The Stanford Encyclopedia of Philosophy has an article on vagueness that struck me as odd because it seems to assume that vagueness is a property of only certain kinds of propositions or predicates, while to me it is fairly clear that practically all empirical properties have vague boundaries. The article gives examples of non-vagueness like checkers or mathematics, but those are formalisms where they push the vagueness out of the formalism and into the application. What I mean is that, sure, the rules of checkers have no vagueness, but whether a checker is in a particular square or not is vague. What if it's overlapping the edge? What if it's half in one square and half in the other? The rules of checkers avoid vagueness by simply disallowing such cases.
What kind of physical property does not have boundary conditions where it is not clear how to judge the property? Measurements, no matter how precise, still have imprecision. Even physical classifications like "this is water" are vague. What if it is 3.5% dissolved salts? Is it still water or does it become sea water? If you still call it water, what about 20% salts? Is it still water or is it now a saline solution? At some concentration of salt, it is no longer water, but what concentration that is is vague.
You might argue that although it is vague whether the contents of a vial are water or not, the actual H2O in the vial is precisely (non-vaguely) water. But once again, that's a theoretical thing, not an empirical thing. That is, you can't observe that the H2O in the vial is water; you define that the H2O in the vial is water. As soon as you move to actual empirical judgments vague boundary cases start to rear their heads.
I can't come up with any empirical judgements that aren't subject, at least in principle, to vague boundary conditions.

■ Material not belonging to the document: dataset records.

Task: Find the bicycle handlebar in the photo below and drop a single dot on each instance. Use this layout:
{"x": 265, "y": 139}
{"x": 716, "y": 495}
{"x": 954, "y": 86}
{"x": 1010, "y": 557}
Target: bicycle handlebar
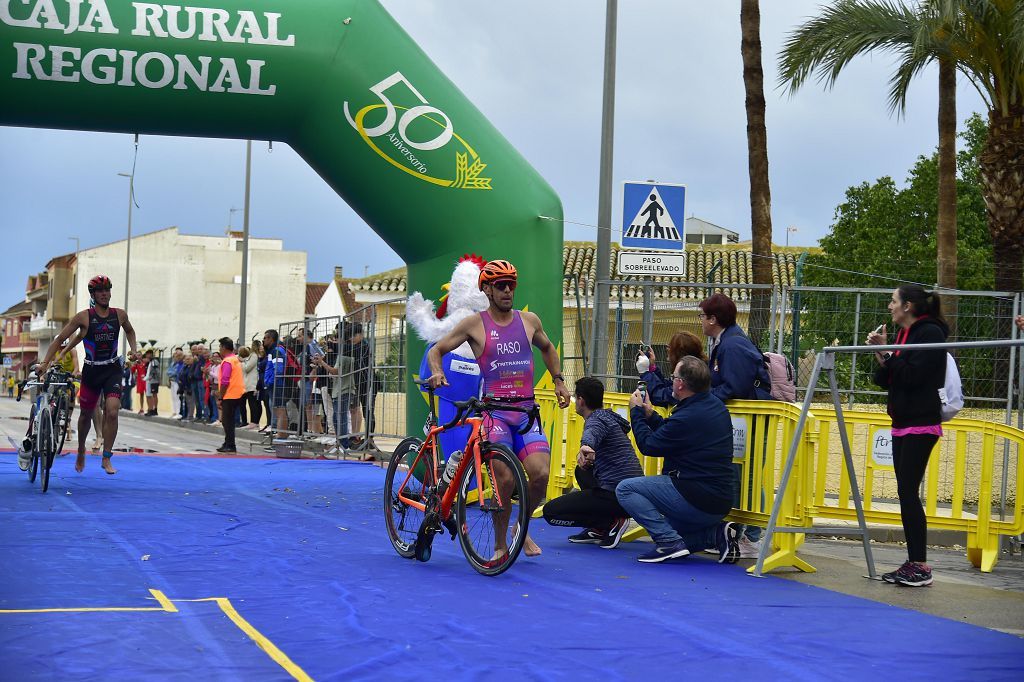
{"x": 473, "y": 405}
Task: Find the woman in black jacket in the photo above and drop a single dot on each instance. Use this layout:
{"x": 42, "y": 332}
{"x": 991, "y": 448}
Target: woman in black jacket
{"x": 913, "y": 379}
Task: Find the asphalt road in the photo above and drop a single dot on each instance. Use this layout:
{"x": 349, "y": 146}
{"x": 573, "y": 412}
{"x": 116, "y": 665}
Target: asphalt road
{"x": 133, "y": 434}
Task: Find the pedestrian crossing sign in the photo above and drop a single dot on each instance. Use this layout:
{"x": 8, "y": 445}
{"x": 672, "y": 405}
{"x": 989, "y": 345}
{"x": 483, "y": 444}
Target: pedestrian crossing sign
{"x": 653, "y": 215}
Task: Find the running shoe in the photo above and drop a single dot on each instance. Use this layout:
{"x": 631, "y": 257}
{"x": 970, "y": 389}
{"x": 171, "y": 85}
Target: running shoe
{"x": 916, "y": 574}
{"x": 728, "y": 546}
{"x": 588, "y": 537}
{"x": 614, "y": 535}
{"x": 891, "y": 576}
{"x": 749, "y": 549}
{"x": 665, "y": 551}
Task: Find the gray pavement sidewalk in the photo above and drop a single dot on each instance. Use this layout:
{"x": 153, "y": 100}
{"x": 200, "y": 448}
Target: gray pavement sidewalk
{"x": 960, "y": 592}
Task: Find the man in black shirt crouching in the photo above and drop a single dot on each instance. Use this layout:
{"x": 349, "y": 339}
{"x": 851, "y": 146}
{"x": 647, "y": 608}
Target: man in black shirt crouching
{"x": 683, "y": 509}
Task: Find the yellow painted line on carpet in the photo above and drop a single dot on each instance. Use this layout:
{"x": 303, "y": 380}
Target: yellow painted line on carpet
{"x": 276, "y": 654}
{"x": 164, "y": 601}
{"x": 167, "y": 606}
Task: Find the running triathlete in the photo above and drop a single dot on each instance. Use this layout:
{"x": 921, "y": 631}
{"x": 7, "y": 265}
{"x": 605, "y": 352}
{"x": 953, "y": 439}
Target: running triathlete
{"x": 501, "y": 339}
{"x": 97, "y": 328}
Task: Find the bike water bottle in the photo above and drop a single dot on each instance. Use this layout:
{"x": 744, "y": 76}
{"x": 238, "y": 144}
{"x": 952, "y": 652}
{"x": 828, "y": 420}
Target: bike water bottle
{"x": 450, "y": 470}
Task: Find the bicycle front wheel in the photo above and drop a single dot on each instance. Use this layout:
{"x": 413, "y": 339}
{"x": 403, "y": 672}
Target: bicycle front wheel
{"x": 493, "y": 518}
{"x": 44, "y": 449}
{"x": 402, "y": 491}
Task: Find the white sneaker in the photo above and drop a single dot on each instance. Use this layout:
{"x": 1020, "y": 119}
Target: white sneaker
{"x": 749, "y": 550}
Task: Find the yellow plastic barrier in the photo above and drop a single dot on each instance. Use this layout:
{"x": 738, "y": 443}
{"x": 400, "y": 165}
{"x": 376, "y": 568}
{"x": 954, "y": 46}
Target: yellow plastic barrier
{"x": 961, "y": 470}
{"x": 761, "y": 430}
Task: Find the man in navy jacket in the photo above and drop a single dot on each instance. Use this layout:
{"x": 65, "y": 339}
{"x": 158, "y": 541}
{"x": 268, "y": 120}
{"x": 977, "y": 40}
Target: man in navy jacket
{"x": 737, "y": 371}
{"x": 683, "y": 509}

Are there any?
ADDENDUM: One of the answers made me realize that I was not clear enough about my question. I'm not saying that there are no empirically verifiable propositions that are clearly and precisely true or false. The examples given in the answer include "The population of Birkenhead is less than that of New York" and "Elephants can't fly".
I agree that in these cases, there is no vagueness, but there is potential vagueness in the judgments as can be seen by changing the terms to other terms that are chosen to highlight the vagueness. For example: "The population of New York is less today than it was yesterday". Now the truth of the statement depends on whether a tourist is considered part of the population. What about someone who came to New York to a hospice expected to die in a few days. He moved to New York permanently, but will be there less time than the tourist. What about someone who lives half time in New York and half time in New Jersey?
For another example, "A flying squirrel can't fly". This requires deciding whether gliding is flying. If you don't think that's a borderline case, what about an animal that can mostly just glide but can flap to gain altitude but only a half inch and only once a minute or so?